Her ay grup üyeleri olarak bir kitap seçiyoruz, topluca kitap okuyup,tartışıyor , sizi de aramıza bekliyoruz..
İskender Pala.Çünkü yeni bir şey getirmiyor.Aslında bilinen şeyleri,tarihten yararlanarak kopya ettiklerini cilalayıp önümüze sunduğu için...
kişisel gelişim kitaplarını okumuyorum. çünkü benim gelişim benim kararım.
best seller olan aşk romanlarını okumuyorum. çünkü aynı diziler gibi, hepsi birbirinin tekrarı... farklı konulardaki değişik kitapları okumayı seviyorum.
reklamı çok çok yapılan kitapları okumuyorum çünkü iyi kitabın zaten reklama ihtiyacı olmaz o gelir seni bulur.

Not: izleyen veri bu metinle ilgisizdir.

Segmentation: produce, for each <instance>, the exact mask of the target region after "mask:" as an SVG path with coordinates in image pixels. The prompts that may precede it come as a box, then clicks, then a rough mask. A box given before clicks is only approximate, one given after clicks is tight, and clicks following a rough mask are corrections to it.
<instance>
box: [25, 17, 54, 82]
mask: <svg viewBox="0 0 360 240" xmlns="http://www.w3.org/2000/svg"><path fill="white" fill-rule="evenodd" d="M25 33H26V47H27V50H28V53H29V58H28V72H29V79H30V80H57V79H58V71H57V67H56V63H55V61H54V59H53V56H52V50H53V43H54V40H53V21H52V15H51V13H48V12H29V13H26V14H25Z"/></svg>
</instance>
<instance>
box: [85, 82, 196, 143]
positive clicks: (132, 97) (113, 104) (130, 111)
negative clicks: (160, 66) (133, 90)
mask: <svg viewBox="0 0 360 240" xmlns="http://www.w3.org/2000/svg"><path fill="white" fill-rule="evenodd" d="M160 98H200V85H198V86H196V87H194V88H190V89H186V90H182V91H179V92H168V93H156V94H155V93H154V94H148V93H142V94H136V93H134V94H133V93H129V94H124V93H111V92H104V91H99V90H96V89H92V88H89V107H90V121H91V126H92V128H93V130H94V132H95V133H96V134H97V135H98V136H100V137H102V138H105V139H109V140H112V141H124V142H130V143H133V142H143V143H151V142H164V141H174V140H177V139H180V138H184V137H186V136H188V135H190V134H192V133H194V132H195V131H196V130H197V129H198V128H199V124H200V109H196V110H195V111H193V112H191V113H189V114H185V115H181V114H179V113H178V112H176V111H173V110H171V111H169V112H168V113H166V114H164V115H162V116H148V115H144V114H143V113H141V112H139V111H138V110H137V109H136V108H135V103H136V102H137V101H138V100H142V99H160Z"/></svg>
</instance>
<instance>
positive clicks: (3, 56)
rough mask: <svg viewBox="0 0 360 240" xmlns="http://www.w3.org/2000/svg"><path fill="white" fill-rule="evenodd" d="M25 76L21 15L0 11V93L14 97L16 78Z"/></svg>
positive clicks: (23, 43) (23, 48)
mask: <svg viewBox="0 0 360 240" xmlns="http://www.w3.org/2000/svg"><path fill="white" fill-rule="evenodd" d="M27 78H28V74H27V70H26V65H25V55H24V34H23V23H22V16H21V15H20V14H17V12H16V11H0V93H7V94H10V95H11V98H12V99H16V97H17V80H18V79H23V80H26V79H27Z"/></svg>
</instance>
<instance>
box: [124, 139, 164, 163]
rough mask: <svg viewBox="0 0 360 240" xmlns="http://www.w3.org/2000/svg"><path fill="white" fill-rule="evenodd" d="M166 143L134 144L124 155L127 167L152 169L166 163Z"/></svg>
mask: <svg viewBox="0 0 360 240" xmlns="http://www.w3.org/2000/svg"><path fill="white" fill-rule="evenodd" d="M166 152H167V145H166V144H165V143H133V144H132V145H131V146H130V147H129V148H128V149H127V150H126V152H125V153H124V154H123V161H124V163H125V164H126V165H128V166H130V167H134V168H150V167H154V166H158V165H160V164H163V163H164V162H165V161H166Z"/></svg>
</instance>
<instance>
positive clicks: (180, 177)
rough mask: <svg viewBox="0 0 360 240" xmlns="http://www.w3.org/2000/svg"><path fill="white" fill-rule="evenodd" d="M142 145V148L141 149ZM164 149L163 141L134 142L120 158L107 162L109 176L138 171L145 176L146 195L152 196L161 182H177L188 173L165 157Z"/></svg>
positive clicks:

Doğan Cuceloglu ve Üstün Dökmen' i. Bir iki kitaptan sonra kendilerini tekrardan kurtaramıyor, aynı seyleri çevire çevire tekrar sunup kişisel gelişim alanının suyunu çıkarıyorlar ve o kadar profesyonel olmalarına rağmen alana yenilikçi bir tutum kazandiramiyorlar.
kahraman tazeoğlu , elif şafak,kişisel gelişim kitaplarını, yeni yetme yazarlar(ece vahapoğlu gibiler) ve aşk romanları okumuyorum.. tarzım değil... piyasa için yarıştıklarına inanıyorum
HankR ben çok çok reklamı yapılan kitap derken insanın gözüne sokulan kitapları kastetmiştim ama sizin gibi doğru ifade edemedim herhalde :)
bir de, kuantum ve dini birleştirmeye çalışan* kitapları asla okumuyorum. aslında kuantumla ilgili pek çok kitabı saçma buluyorum. (ama hepsini değil tabi, doğrusu da vardır.)
İyi kitap kendini minimum reklamla zirveye çeker. Reklama ihtiyacı olmaz fikrine katılmıyorum. Sadece yeteri kadar. İnsanın gözüne soka soka değil. Ben her gazeteyi açtığımda aynı kitap için sansasyonel haberler okumak istemiyorum. O kitabın arka kapağındaki yazıyı koyun habere yeter benim için. Mesela ben Olasılıksız'ı arkasında sırf Clive Cussler'ın beğenilerine mahzar olduğu için okumuştum. Ne popülerliği ne de başka bir şey.
Patasana hariç Ahmet Ümit'i. Bir de Bab-ı esrar belki okunabilir. Onun dışındaki kitaplarında ne konu var ne aksyon. Polisiye değil sanki festival filmi mübarek.